Cowboys, capybaras, and caipirinhas coexist in the world’s largest tropical wetland, the Pantanal. At more than 75,000 sq. mi., this rural region of Brazil nestled near the Paraguay border is a labyrinth of rivers, pastures, and islands where both people and wildlife thrive. For generations, ranchers here have coexisted with native fauna by learning to work with the land, rather than against it. The result is a thriving ecosystem where visitors can immerse themselves in a South American safari beneath flocks of colorful macaws, toucans, and spoonbills while searching for South America’s signature apex predator, the jaguar.

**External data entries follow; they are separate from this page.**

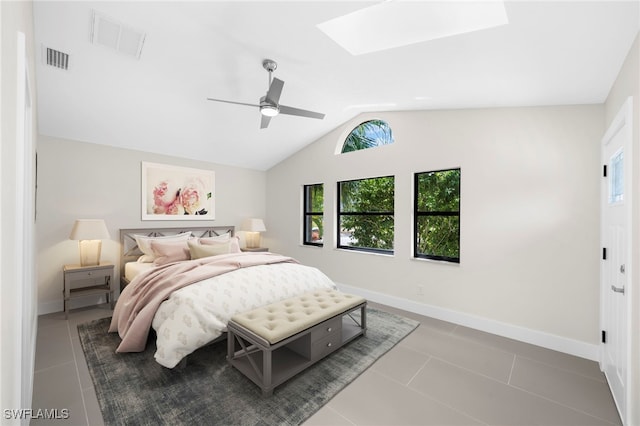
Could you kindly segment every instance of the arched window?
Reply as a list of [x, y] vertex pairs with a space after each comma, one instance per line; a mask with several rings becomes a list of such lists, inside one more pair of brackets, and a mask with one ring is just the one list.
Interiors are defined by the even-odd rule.
[[369, 120], [361, 123], [349, 133], [342, 145], [341, 153], [374, 148], [393, 143], [391, 127], [384, 120]]

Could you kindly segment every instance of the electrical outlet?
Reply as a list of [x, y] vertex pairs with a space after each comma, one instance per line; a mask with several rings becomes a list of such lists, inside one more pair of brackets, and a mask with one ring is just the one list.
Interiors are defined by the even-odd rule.
[[424, 287], [421, 285], [418, 286], [418, 296], [424, 296]]

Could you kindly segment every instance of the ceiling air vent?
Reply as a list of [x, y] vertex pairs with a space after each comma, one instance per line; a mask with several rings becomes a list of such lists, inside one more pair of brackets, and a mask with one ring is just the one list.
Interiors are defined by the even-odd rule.
[[93, 11], [91, 42], [140, 58], [146, 35], [123, 23]]
[[[44, 46], [43, 46], [44, 47]], [[52, 67], [60, 68], [62, 70], [69, 69], [69, 54], [60, 52], [59, 50], [51, 49], [50, 47], [44, 47], [44, 63], [51, 65]]]

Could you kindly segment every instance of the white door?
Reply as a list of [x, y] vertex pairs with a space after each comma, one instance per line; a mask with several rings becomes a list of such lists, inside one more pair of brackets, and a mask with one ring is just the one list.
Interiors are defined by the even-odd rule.
[[601, 368], [626, 424], [629, 362], [629, 293], [631, 291], [631, 99], [625, 103], [602, 139], [600, 274], [603, 344]]

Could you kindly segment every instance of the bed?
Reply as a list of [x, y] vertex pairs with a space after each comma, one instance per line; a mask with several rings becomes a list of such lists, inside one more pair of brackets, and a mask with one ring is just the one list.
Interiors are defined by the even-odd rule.
[[153, 329], [154, 357], [167, 368], [223, 340], [236, 313], [336, 288], [290, 257], [241, 252], [233, 226], [122, 229], [120, 240], [122, 292], [110, 327], [122, 339], [116, 351], [144, 350]]

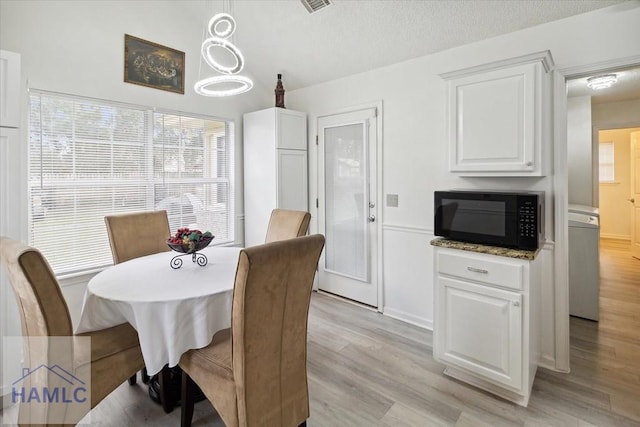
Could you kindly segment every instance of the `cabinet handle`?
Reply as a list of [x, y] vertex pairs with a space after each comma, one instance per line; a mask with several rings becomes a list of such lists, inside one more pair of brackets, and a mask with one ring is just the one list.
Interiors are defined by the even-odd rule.
[[513, 302], [513, 306], [514, 307], [520, 307], [520, 301], [514, 301]]
[[489, 270], [483, 270], [482, 268], [467, 267], [467, 270], [473, 271], [474, 273], [489, 274]]

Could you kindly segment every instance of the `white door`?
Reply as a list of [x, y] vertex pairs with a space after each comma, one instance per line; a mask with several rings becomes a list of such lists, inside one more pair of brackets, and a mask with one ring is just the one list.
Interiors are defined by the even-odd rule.
[[318, 289], [378, 306], [376, 109], [318, 118]]
[[631, 255], [640, 258], [640, 132], [631, 133]]

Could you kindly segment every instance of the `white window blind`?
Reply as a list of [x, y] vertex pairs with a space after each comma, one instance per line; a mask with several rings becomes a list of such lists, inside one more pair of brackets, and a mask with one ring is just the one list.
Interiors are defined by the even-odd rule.
[[56, 274], [112, 263], [104, 216], [165, 209], [234, 241], [232, 123], [32, 91], [29, 240]]
[[613, 152], [613, 141], [601, 142], [599, 156], [599, 173], [600, 182], [614, 182], [615, 175], [615, 158]]

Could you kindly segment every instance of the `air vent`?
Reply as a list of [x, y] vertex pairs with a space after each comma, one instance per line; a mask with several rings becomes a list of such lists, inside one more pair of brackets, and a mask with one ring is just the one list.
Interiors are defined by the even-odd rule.
[[309, 13], [317, 12], [326, 6], [329, 6], [331, 2], [329, 0], [300, 0], [304, 7], [307, 8]]

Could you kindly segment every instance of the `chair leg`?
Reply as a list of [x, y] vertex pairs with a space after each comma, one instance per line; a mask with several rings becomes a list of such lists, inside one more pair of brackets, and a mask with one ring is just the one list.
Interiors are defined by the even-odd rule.
[[136, 374], [130, 376], [127, 381], [129, 381], [129, 385], [136, 385]]
[[180, 427], [190, 427], [193, 418], [193, 406], [195, 404], [195, 383], [185, 371], [182, 371], [182, 392], [180, 406]]
[[304, 420], [298, 427], [307, 427], [307, 420]]

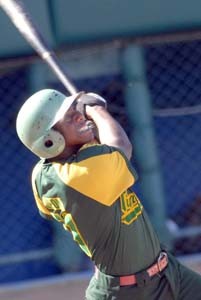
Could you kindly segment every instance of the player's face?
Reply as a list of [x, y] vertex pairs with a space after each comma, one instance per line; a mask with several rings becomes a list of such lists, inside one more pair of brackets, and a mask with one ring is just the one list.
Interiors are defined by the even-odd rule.
[[76, 105], [72, 104], [64, 117], [56, 124], [55, 129], [64, 136], [66, 146], [83, 145], [94, 139], [92, 124], [76, 110]]

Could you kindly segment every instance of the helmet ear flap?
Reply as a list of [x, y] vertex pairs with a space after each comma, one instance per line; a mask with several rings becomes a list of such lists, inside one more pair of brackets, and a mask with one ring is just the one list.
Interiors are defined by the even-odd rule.
[[50, 129], [44, 136], [43, 143], [46, 153], [51, 155], [49, 158], [61, 154], [65, 148], [65, 139], [63, 135], [54, 129]]
[[64, 148], [65, 139], [63, 135], [54, 129], [49, 129], [44, 136], [34, 143], [32, 151], [35, 149], [37, 149], [38, 152], [40, 151], [39, 154], [41, 158], [52, 158], [61, 154]]

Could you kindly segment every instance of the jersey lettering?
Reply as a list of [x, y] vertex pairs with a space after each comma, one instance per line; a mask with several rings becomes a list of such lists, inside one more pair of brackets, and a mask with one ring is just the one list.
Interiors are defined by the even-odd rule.
[[49, 210], [51, 216], [58, 222], [64, 223], [64, 218], [67, 212], [65, 211], [63, 202], [59, 197], [42, 199], [45, 207]]
[[129, 225], [137, 220], [138, 216], [142, 214], [143, 206], [135, 193], [125, 191], [120, 197], [120, 202], [122, 223]]
[[84, 239], [82, 238], [76, 224], [75, 221], [72, 218], [71, 214], [67, 214], [65, 216], [65, 220], [64, 220], [65, 224], [64, 224], [64, 228], [69, 230], [73, 236], [74, 241], [76, 241], [80, 248], [89, 256], [91, 257], [91, 252], [89, 251], [89, 248], [87, 247], [86, 243], [84, 242]]
[[87, 247], [84, 239], [82, 238], [75, 221], [71, 214], [67, 213], [64, 208], [63, 202], [59, 197], [57, 198], [46, 198], [43, 197], [43, 203], [45, 207], [50, 211], [51, 216], [58, 222], [63, 223], [64, 229], [71, 232], [73, 239], [78, 243], [80, 248], [91, 257], [91, 252]]

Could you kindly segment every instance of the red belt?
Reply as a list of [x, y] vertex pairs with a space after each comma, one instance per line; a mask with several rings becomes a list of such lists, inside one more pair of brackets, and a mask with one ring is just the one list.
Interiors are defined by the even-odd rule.
[[[126, 286], [126, 285], [132, 285], [132, 284], [138, 284], [141, 285], [144, 284], [145, 281], [149, 280], [151, 277], [153, 277], [156, 274], [159, 274], [161, 271], [163, 271], [168, 264], [168, 257], [166, 252], [161, 252], [157, 262], [153, 264], [148, 269], [133, 274], [133, 275], [126, 275], [126, 276], [119, 276], [119, 282], [120, 286]], [[99, 270], [96, 268], [95, 276], [98, 279], [98, 272]]]

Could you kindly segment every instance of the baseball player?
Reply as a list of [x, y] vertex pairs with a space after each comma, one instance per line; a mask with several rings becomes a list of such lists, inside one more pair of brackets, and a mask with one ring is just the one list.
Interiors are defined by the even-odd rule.
[[16, 127], [40, 157], [32, 173], [40, 214], [70, 231], [94, 263], [85, 299], [201, 299], [201, 276], [162, 247], [132, 190], [132, 145], [105, 99], [44, 89], [23, 104]]

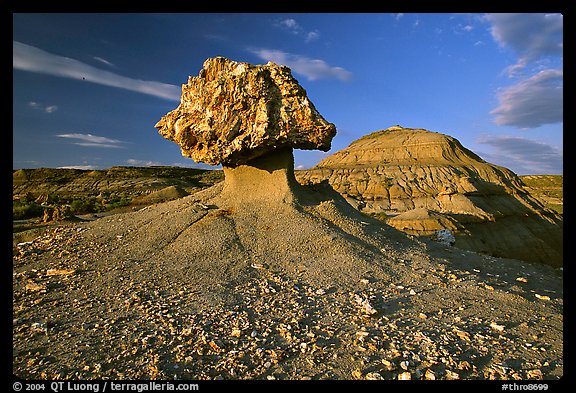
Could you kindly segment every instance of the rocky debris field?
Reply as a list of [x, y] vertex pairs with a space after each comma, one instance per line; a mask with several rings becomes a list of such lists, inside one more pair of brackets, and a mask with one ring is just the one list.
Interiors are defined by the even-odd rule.
[[[200, 206], [201, 207], [201, 206]], [[199, 208], [200, 208], [199, 207]], [[204, 206], [207, 208], [207, 206]], [[126, 215], [108, 218], [122, 233]], [[125, 220], [125, 218], [124, 218]], [[390, 239], [344, 288], [266, 260], [213, 288], [114, 260], [86, 224], [14, 245], [13, 372], [31, 379], [557, 379], [561, 271]], [[425, 252], [423, 252], [423, 250]], [[116, 254], [117, 255], [117, 254]]]

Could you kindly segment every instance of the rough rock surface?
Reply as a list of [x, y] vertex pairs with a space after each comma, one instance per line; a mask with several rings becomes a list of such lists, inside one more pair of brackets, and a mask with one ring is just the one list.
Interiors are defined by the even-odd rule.
[[155, 125], [196, 162], [236, 166], [281, 148], [330, 149], [336, 127], [290, 69], [207, 59], [182, 86], [180, 105]]
[[410, 234], [430, 235], [442, 216], [456, 227], [445, 228], [454, 230], [457, 247], [562, 264], [561, 217], [533, 198], [512, 171], [485, 162], [447, 135], [390, 127], [297, 177], [303, 183], [328, 180], [361, 211], [389, 216], [388, 224]]

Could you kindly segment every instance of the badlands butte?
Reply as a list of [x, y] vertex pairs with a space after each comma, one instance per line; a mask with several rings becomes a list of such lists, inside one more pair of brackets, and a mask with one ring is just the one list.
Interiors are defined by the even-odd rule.
[[448, 135], [400, 126], [368, 134], [299, 174], [412, 235], [441, 229], [459, 248], [562, 265], [562, 217], [509, 169]]
[[562, 218], [511, 171], [396, 126], [295, 173], [336, 129], [274, 63], [208, 59], [156, 127], [224, 180], [16, 242], [17, 377], [563, 376]]

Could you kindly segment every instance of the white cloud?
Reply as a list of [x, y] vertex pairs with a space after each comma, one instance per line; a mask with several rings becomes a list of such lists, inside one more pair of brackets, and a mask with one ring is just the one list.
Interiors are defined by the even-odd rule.
[[17, 70], [117, 87], [171, 101], [180, 100], [181, 89], [178, 86], [128, 78], [18, 41], [13, 41], [12, 58], [13, 68]]
[[122, 146], [122, 143], [125, 143], [118, 139], [112, 139], [92, 134], [72, 133], [72, 134], [58, 134], [56, 136], [59, 138], [72, 139], [74, 140], [74, 142], [71, 142], [72, 144], [84, 147], [102, 147], [102, 148], [118, 149], [123, 148], [124, 146]]
[[93, 56], [92, 58], [93, 58], [94, 60], [99, 61], [99, 62], [102, 63], [102, 64], [106, 64], [106, 65], [109, 66], [109, 67], [116, 67], [116, 65], [114, 65], [113, 63], [111, 63], [111, 62], [109, 62], [108, 60], [103, 59], [103, 58], [101, 58], [101, 57], [99, 57], [99, 56]]
[[513, 72], [546, 56], [562, 56], [564, 18], [562, 14], [487, 14], [494, 40], [503, 48], [512, 49], [519, 58]]
[[274, 26], [287, 30], [294, 35], [303, 37], [304, 42], [306, 43], [316, 41], [320, 38], [320, 32], [318, 30], [307, 31], [302, 26], [300, 26], [300, 24], [298, 24], [296, 19], [280, 19], [274, 23]]
[[306, 56], [295, 55], [273, 49], [252, 49], [250, 51], [263, 60], [288, 66], [295, 73], [304, 75], [311, 81], [331, 78], [346, 81], [352, 77], [350, 71], [347, 71], [342, 67], [330, 66], [324, 60], [310, 59]]
[[482, 157], [519, 174], [558, 174], [563, 171], [563, 153], [549, 144], [517, 136], [484, 136], [477, 143], [488, 145], [491, 153]]
[[511, 49], [518, 57], [504, 73], [524, 78], [497, 91], [499, 105], [490, 112], [496, 116], [496, 124], [535, 128], [562, 122], [563, 71], [550, 65], [563, 56], [562, 14], [486, 14], [483, 20], [490, 23], [492, 38], [498, 45]]
[[320, 38], [320, 33], [318, 33], [317, 30], [315, 31], [310, 31], [306, 34], [306, 38], [304, 38], [305, 42], [312, 42], [312, 41], [316, 41], [317, 39]]
[[158, 161], [137, 160], [135, 158], [127, 159], [126, 163], [133, 166], [162, 166], [162, 163]]
[[28, 106], [33, 109], [41, 110], [46, 113], [54, 113], [58, 110], [58, 106], [56, 105], [42, 105], [35, 101], [30, 101]]
[[298, 30], [300, 28], [300, 26], [298, 25], [298, 22], [296, 22], [296, 20], [292, 19], [292, 18], [282, 19], [278, 22], [278, 25], [285, 27], [287, 29], [290, 29], [290, 30]]
[[98, 166], [96, 166], [96, 165], [67, 165], [67, 166], [59, 166], [58, 169], [95, 170], [95, 169], [98, 169]]
[[563, 71], [548, 69], [499, 89], [499, 105], [490, 114], [498, 125], [536, 128], [560, 123], [564, 116]]

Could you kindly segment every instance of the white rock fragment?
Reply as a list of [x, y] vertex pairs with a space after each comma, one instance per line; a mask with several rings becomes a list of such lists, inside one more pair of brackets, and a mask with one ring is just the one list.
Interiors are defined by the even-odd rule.
[[537, 294], [537, 293], [535, 293], [534, 296], [536, 296], [536, 298], [538, 298], [538, 299], [540, 299], [540, 300], [550, 300], [550, 296], [539, 295], [539, 294]]
[[542, 371], [541, 371], [541, 370], [534, 369], [534, 370], [529, 370], [529, 371], [526, 373], [526, 376], [527, 376], [529, 379], [542, 379], [544, 375], [542, 374]]
[[76, 269], [48, 269], [46, 270], [47, 276], [68, 276], [76, 273]]
[[452, 370], [446, 370], [446, 379], [449, 380], [460, 379], [460, 375]]
[[456, 238], [454, 234], [449, 229], [439, 229], [434, 233], [432, 239], [436, 240], [438, 243], [442, 243], [445, 246], [453, 246], [456, 244]]
[[408, 381], [410, 379], [412, 379], [412, 375], [410, 374], [409, 371], [398, 374], [398, 380], [400, 381]]
[[48, 335], [48, 325], [45, 322], [34, 322], [30, 327], [35, 332]]
[[434, 373], [434, 371], [428, 369], [428, 370], [426, 370], [426, 373], [424, 373], [424, 379], [427, 379], [429, 381], [434, 381], [434, 380], [436, 380], [436, 374]]
[[364, 311], [368, 315], [373, 315], [378, 312], [374, 307], [372, 307], [368, 299], [363, 298], [358, 294], [354, 294], [354, 301], [356, 302], [356, 304], [362, 307], [362, 311]]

The lush wetlands of the Pantanal are a hot spot for conservation work focusing on some of South America’s most elusive species. The Hyacinth Macaw Project has brought these brilliant, blue birds back from the brink of extinction in the Pantanal. Meanwhile, INCAB Brasil leads nationwide conservation efforts for the lowland tapir through annual fieldwork. And the jaguar is nurtured by groups like Onçafari, who work to safeguard the majestic animals along with other rare predators like maned wolves.
Campo Grande, the largest city in the state of Mato Grosso do Sul, is a stepping-off point for excursions into the wetlands. From here, travelers can view hundreds of aquatic species that call the Pantanal home at the brand new Biopark Pantanal or catch a flight to a luxurious, tropical safari lodge like Caiman Brasil.
At independently owned posadas (in this remote region, nearly everything is owned and operated by locals) like Baia das Pedras, visitors have a chance to immerse themselves in the area’s unique culture by enjoying home-cooked meals, afternoon siestas, and horseback riding to the far stretches of the wetlands.